2 The appellant is a citizen of Thailand, who arrived in Australia on 22 November 2006. She entered on a visitor’s visa. On 28 December 2006 she lodged an application for a protection visa with the Department of Immigration and Multicultural Affairs, claiming to have a well-founded fear of persecution by the father of her children and his family following her refusal re-convert to Islam. A delegate of the first respondent refused the application for a protection visa on 18 January 2007.
3 In refusing the application for a protection visa on 18 January 2007, the Minister’s delegate did not accept that the appellant had a genuine fear of harm and found that there was not a real chance of persecution occurring. As a result, the Minister’s delegate found that the appellant’s fear of persecution (as defined under the Refugee convention (United Nations Refugee Convention 1951 as amended by the Protocol (1967) Relating to the Status of Refugees)) was not well founded.
4 On 16 February 2007 the appellant applied to the Tribunal for a review of that decision.
REFUGEE REVIEW TRIBUNAL
Background
5 The appellant claimed that she converted from Buddhism to Islam in 1999 in order to live with her Muslim boyfriend and his family. However, she later decided that she did not like the teachings of Islam and converted back to Buddhism. She claimed that her boyfriend and his family threatened to kill her if she did not convert back to Islam. At the time the appellant was pregnant with her boyfriend’s child. The appellant claimed that her boyfriend kept their children and continued to threaten to kill her. The evidence before the Tribunal was that the applicant and her ex-partner had two daughters born on 16 September 2003 and 16 September 2006. During the hearing before the Federal Magistrate, however, the appellant advised the Court that the children were twins born on 16 September 2003. The applicant also told the Federal Magistrate that she and her ex-partner were never officially married. The appellant returned to her family home but then went into hiding after her ex-partner’s family sent people to her family home to say she would be “dead soon”. The appellant told the Tribunal that the anger of her ex-partner and his family towards her was “mainly” because she wanted access to the children, as well as because of religion.

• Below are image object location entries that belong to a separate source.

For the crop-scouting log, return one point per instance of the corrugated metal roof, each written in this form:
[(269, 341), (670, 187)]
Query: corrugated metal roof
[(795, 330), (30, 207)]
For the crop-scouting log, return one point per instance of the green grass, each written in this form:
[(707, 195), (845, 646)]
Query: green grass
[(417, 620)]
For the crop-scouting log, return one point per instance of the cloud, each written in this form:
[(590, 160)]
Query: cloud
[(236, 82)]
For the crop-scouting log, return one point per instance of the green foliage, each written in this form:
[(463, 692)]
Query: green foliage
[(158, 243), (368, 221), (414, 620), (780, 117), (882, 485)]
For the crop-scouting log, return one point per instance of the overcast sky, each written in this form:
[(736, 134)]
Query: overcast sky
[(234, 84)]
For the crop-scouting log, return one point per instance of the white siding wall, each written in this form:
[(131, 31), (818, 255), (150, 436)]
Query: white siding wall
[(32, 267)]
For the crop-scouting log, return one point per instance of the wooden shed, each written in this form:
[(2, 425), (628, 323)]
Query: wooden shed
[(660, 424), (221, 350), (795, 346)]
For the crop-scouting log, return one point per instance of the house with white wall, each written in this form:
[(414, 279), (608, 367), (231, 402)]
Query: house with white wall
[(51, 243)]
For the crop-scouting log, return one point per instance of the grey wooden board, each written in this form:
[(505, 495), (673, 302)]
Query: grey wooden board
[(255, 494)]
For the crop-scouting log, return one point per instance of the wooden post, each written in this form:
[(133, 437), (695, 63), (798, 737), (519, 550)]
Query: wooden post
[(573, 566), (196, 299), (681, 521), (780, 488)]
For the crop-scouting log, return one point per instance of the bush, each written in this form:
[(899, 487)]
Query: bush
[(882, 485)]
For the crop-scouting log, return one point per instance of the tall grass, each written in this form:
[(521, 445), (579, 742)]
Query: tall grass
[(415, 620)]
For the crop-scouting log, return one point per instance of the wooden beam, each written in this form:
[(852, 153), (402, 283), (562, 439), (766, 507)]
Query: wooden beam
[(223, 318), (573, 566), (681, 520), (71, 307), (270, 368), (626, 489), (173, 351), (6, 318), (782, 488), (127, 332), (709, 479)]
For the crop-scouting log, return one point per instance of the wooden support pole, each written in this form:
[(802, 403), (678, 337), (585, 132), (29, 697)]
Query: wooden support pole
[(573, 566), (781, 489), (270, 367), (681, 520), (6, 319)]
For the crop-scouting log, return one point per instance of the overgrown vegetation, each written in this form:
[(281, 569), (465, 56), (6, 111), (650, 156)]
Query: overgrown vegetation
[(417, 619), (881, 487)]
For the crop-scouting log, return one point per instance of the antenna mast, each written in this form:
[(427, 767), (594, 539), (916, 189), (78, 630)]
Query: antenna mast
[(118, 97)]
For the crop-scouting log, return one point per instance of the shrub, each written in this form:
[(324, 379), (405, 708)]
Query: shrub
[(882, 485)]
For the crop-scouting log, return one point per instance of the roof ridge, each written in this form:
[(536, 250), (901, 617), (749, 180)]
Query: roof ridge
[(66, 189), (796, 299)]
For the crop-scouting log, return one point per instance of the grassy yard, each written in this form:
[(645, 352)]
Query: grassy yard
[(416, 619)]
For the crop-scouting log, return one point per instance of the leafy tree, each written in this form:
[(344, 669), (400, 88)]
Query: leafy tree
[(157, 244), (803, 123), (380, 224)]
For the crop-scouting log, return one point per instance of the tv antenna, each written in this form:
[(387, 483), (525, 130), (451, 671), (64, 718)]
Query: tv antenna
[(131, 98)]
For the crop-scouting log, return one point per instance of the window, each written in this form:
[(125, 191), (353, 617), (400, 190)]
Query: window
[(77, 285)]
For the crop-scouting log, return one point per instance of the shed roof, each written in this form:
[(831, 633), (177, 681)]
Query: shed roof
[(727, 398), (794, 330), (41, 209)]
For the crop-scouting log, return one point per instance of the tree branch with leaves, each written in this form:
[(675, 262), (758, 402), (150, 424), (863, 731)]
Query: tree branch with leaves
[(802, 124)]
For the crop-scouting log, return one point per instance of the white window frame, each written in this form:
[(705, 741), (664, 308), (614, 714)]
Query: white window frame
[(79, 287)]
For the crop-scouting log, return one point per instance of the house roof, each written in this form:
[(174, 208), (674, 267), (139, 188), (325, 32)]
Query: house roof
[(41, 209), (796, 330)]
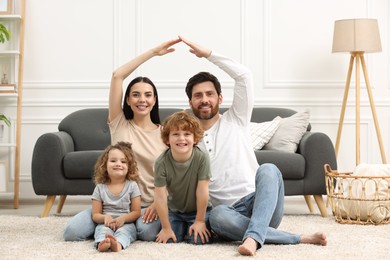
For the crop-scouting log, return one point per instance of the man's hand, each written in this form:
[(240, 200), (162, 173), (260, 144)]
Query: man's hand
[(165, 47), (196, 49)]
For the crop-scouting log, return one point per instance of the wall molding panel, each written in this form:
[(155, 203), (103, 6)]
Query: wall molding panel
[(286, 44)]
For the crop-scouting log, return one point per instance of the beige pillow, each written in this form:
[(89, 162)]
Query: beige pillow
[(261, 133), (289, 133)]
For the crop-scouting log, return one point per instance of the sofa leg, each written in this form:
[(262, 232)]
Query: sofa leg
[(309, 203), (61, 203), (48, 204), (321, 205)]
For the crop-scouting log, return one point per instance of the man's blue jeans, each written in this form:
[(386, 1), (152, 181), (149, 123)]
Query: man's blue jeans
[(256, 215), (81, 227)]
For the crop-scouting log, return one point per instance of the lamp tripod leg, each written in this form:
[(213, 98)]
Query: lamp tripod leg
[(357, 107), (373, 110), (342, 113)]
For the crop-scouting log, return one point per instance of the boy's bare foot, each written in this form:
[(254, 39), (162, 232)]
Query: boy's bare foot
[(318, 238), (115, 246), (248, 248), (104, 245)]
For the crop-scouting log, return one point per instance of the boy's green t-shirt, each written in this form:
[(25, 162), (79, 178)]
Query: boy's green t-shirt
[(181, 179)]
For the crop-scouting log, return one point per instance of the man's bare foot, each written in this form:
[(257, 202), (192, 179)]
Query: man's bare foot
[(318, 238), (248, 248), (104, 245), (115, 246)]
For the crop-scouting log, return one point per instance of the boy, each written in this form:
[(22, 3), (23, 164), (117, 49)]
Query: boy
[(182, 175)]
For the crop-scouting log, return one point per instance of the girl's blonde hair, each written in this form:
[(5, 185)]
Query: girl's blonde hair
[(184, 121), (101, 173)]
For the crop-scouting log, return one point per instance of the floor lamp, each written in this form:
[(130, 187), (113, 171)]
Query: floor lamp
[(357, 36)]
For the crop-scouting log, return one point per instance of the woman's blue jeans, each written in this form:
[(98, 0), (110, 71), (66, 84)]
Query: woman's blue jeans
[(81, 227), (256, 215)]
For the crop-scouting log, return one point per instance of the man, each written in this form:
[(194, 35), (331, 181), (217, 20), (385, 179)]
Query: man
[(248, 200)]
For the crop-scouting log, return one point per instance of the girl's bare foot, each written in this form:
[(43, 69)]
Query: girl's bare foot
[(318, 238), (248, 248), (115, 246), (104, 245)]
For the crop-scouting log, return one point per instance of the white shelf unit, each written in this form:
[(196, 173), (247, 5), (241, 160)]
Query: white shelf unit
[(11, 64)]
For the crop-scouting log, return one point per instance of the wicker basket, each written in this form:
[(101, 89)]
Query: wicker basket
[(358, 199)]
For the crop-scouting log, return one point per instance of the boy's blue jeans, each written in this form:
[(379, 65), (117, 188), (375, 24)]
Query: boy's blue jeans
[(181, 222)]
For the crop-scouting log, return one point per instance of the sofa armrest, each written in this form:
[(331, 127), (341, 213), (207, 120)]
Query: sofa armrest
[(47, 162), (317, 149)]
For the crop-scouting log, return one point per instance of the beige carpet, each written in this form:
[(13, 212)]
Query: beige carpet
[(41, 238)]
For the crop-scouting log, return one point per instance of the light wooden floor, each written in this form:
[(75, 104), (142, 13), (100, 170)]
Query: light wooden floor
[(293, 205)]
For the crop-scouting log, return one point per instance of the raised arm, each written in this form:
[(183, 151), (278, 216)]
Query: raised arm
[(196, 49), (243, 100), (121, 73)]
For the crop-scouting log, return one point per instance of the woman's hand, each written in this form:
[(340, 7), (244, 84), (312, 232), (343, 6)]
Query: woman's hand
[(165, 47), (196, 49)]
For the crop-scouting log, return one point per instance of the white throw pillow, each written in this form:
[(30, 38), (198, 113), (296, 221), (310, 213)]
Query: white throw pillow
[(289, 133), (261, 133)]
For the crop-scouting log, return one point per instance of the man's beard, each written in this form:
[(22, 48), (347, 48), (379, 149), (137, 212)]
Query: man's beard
[(203, 116)]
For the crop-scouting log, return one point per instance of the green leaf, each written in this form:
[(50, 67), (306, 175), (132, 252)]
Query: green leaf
[(5, 120)]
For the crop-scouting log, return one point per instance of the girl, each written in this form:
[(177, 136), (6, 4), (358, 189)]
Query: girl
[(116, 200)]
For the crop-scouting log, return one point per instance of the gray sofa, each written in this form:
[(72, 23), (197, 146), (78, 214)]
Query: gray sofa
[(63, 161)]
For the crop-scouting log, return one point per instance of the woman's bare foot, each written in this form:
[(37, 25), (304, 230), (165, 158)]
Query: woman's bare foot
[(318, 238), (115, 246), (104, 245), (248, 248)]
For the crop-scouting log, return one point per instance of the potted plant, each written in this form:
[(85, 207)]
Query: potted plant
[(6, 121), (4, 33)]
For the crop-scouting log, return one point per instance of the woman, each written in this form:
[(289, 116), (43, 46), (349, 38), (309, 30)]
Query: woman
[(137, 122)]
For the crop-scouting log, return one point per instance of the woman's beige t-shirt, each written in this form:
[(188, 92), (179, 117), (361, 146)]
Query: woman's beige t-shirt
[(147, 146)]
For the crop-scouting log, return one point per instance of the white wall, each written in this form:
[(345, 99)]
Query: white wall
[(72, 46)]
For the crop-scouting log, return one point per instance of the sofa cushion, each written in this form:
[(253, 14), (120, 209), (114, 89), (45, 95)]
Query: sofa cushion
[(88, 128), (291, 165), (261, 133), (80, 165), (289, 133)]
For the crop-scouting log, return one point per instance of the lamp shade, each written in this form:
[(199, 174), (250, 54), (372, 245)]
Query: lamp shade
[(353, 35)]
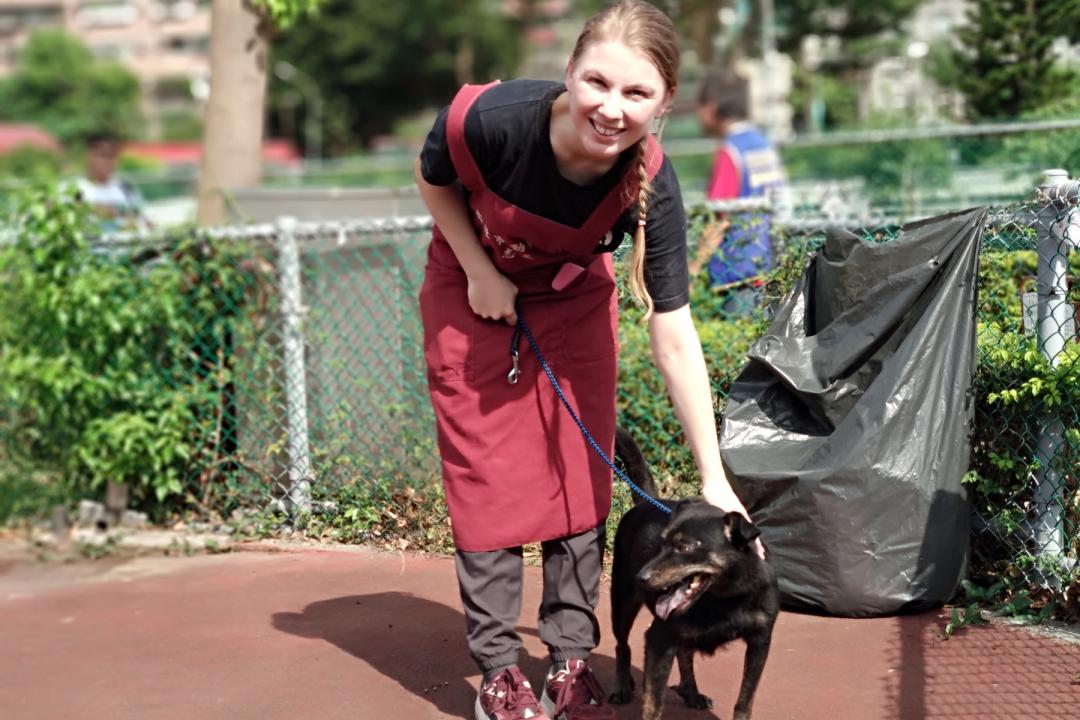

6 The Tribunal disregarded the information provided in the appellant’s protection visa application as inaccurate and unreliable because it had been completed by a third party and contradicted the appellant’s oral evidence. The Tribunal was satisfied that “the essential and significant reason for any hostility that [the appellant’s] ex-partner, his family or their friends might show [the appellant] in the future will not be one of those in the Convention.” The Tribunal did not find the appellant a credible witness as she “considerably exaggerated the level of hostility” shown towards her by her ex-partner and his family. The Tribunal was therefore satisfied that the appellant could return to Bangkok with only a remote chance of being seriously harmed.
Federal Magistrates Court
7 On 29 May 2007 the appellant filed an application seeking judicial review of the Tribunal’s decision in the Federal Magistrates Court. The appellant claimed that the Tribunal: failed to consider the appellant’s claims of “forced conversion and re-conversion and the threats to [her life] upon re-conversion”; erred in holding that the appellant’s partner retained custody of the children for personal reasons rather than Convention reasons; and breached s 424A of the Migration Act 1958 (Cth) (“the Act”) by failing to notify her of its concerns regarding the credibility of her account.
8 The Federal Magistrate found that the Tribunal clearly considered the appellant’s claims. It was further noted that questions of fact were to be resolved by the Tribunal as it saw fit. The Federal Magistrate did not find any reviewable error in the Tribunal’s finding that the appellant’s former partner kept the children from her for personal reasons, rather than Convention reasons and her Honour noted that the Tribunal’s findings were open on the evidence.
9 Her Honour found that the Tribunal had no obligation under s 424A of the Act to notify the appellant about its concerns regarding the credibility of her account, as this was part of its assessment of evidence or thought processes. The Federal Magistrate further noted that, as the Tribunal had “expressly disavowed reliance” on the appellant’s protection visa application, there was no requirement for the Tribunal to send a s 424 letter. That material was not part of the reason for affirming the decision of the Tribunal (applying MZXGB v Minister for Immigration and Citizenship [2007] FCA 392).
Appeal to this Court
10 The appellant filed a notice of appeal to this Court on 10 December 2007. The appellant claimed that the Federal Magistrate had erred in finding no error in the Tribunal’s decision, and “the Tribunal erred make [sic] finding about the domestic violence and the ground of “Particular Social Group”.”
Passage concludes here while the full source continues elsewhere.